Kemudian Dinda pun melakukan pengecekan, dan tertanya toko tersebut sebelumnya sudah ada dengan akun yang lain. Banyak cerita dari korban yang ditipu.

Hingga saat ini toko tersebut masih ada di Instagram, dengan 18,4 ribu pengikut, dan masih aktif posting barang dagangannya. Ironis sekali.

Namun dari 18 ribu pengikut tersebut, jika diperhatikan jumlah "likes" di setiap postingan hanya 1-2 likes, bahkan banyak yang tidak ada likes-nya. Kolom komentar pun dibatasi sehingga tidak ada yang bisa memberikan komentar.

Jika dilihat sekilas, toko tersebut memang kesannya asli, karena ada highlights testimoni dari pembelinya. Meski sebagian besar merupakan bukti transfer dari berbagai rekening bank yang cukup banyak, dengan kisaran nominal Rp 300-700 ribu, bayangkan jika semuanya adalah pembeli yang ternyata barangnya tidak pernah sampai alias kena tipu.

Bahkan toko ini sampai memasang Instagram ads untuk memasarkan dagangannya, sehingga kesannya kredibel dan terpercaya. Namun, ternyata untuk memasang iklan di instagram tidaklah sulit dan mahal. Tarifnya mulai dari Rp 14.500 per hari. Untuk lima hari total biaya yang dikeluarkan hanya Rp 100.000, dan untuk 30 hari biayanya Rp432.360. Biaya ini "murah" dibandingkan dengan harga produk yang dijual, dan jumlah pembeli yang ternyata tertipu.

Berdasarkan data Patroli Siber ada 2.259 laporan masyarakat. Sementara melalui portal Patrolisiber ada 5.682 pengaduan dengan total kerugian Rp 19,42 miliar.

Dari total laporan, sebanyak 3.559 merupakan penipuan, sementara platform yang banyak dilaporkan yakni Whatsapp sebanyak 2.113 laporan, Instagram 1972 laporan, Facebook 943 laporan, dan Telepon SMS 786 laporan.

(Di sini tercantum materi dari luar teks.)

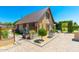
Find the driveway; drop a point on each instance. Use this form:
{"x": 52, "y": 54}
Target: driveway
{"x": 62, "y": 43}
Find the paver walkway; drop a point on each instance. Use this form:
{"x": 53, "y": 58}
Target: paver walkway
{"x": 62, "y": 43}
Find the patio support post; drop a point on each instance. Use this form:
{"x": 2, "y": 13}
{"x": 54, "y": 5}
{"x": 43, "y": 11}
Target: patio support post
{"x": 0, "y": 33}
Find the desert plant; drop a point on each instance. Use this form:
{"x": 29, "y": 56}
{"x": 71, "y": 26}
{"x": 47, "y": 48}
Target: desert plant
{"x": 42, "y": 32}
{"x": 4, "y": 34}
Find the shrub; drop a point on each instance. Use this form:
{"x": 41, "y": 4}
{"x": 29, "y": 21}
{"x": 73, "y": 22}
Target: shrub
{"x": 42, "y": 32}
{"x": 4, "y": 34}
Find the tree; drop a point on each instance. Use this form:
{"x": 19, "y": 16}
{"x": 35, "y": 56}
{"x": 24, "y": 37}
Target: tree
{"x": 42, "y": 32}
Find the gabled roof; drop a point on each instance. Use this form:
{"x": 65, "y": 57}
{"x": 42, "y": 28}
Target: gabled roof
{"x": 2, "y": 26}
{"x": 34, "y": 17}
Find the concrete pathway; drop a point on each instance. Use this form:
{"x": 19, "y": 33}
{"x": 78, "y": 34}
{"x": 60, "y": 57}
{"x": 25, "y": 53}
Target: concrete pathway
{"x": 62, "y": 43}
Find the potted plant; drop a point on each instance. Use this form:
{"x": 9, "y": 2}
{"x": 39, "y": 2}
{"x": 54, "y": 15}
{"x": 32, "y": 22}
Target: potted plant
{"x": 41, "y": 32}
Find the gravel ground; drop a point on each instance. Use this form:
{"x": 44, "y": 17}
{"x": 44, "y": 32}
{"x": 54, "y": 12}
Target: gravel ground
{"x": 62, "y": 43}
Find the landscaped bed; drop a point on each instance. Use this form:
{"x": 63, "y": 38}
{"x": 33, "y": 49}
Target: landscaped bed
{"x": 6, "y": 37}
{"x": 42, "y": 42}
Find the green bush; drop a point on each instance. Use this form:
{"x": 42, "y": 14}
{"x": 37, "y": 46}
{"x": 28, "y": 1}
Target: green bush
{"x": 4, "y": 34}
{"x": 42, "y": 32}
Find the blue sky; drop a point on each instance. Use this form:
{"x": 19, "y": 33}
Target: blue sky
{"x": 13, "y": 13}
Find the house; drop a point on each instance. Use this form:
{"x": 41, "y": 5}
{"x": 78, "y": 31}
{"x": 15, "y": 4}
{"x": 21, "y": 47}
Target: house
{"x": 66, "y": 26}
{"x": 42, "y": 18}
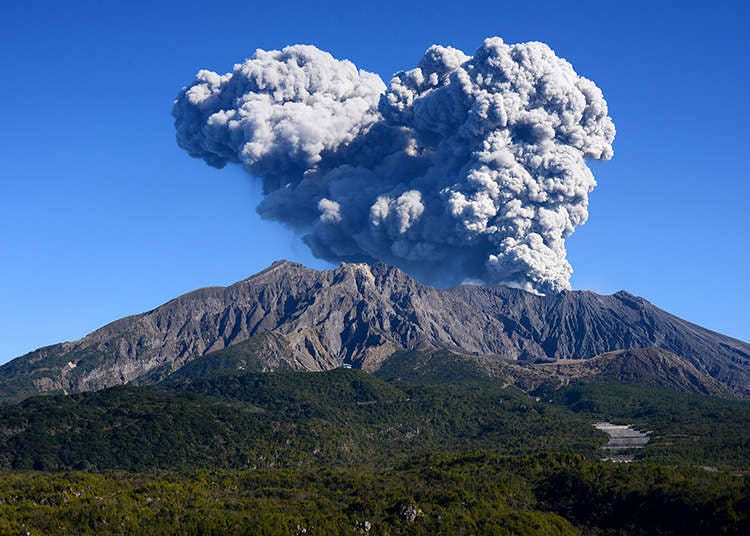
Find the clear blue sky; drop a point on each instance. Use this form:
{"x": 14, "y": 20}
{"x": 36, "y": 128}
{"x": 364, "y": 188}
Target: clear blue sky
{"x": 102, "y": 215}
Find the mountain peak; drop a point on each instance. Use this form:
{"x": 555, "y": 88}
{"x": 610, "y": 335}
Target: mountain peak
{"x": 360, "y": 314}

Laporan terbanyak berasal dari Jawa Barat dengan jumlah 1.141 laporan, kedua Jakarta 1.029, Banten 653 laporan, Jawa Timur 569 laporan, dan Jawa Tengah 502 laporan.

Pengamat IT Ruby Alamsyah mengatakan kasus-kasus penipuan yang memanfaatkan teknologi komunikasi dari sms, telepon, email, hingga link website tertentu merupakan modus dari kelompok siber internasional yakni nigerian scammer, yang diadaptasi sesuai pola perilaku masyarakat Indonesia.

Modus yang paling dasar adalah social engineering, yakni pelaku mengandalkan celah tertentu ketika berkomunikasi dengan calon korbannya. Pelaku akan berupaya mendapatkan kepercayaan agar korban percaya pada modus pertama, ketika mendapatkan kepercayaan barulah ditambahkan modus lainnya.

"Teknik yang biasanya dilakukan adalah pendekatan dadakan, yang membuat panik ataupun memberikan informasi kebahagiaan seperti menang undian. Sebagian masyarakat memang tidak langsung percaya, tapi sebagian kecil ada yang percaya. Teknik mereka tadi tinggal dilakukan secara masif," kata Ruby kepada CNBC Indonesia.

Dia menjelaskan, kuncinya adalah masif. Modus-modus ini dikirimkan secara masif dan acak baik melalui sms ataupun telepon, dan bisa sampai 10.000 per hari.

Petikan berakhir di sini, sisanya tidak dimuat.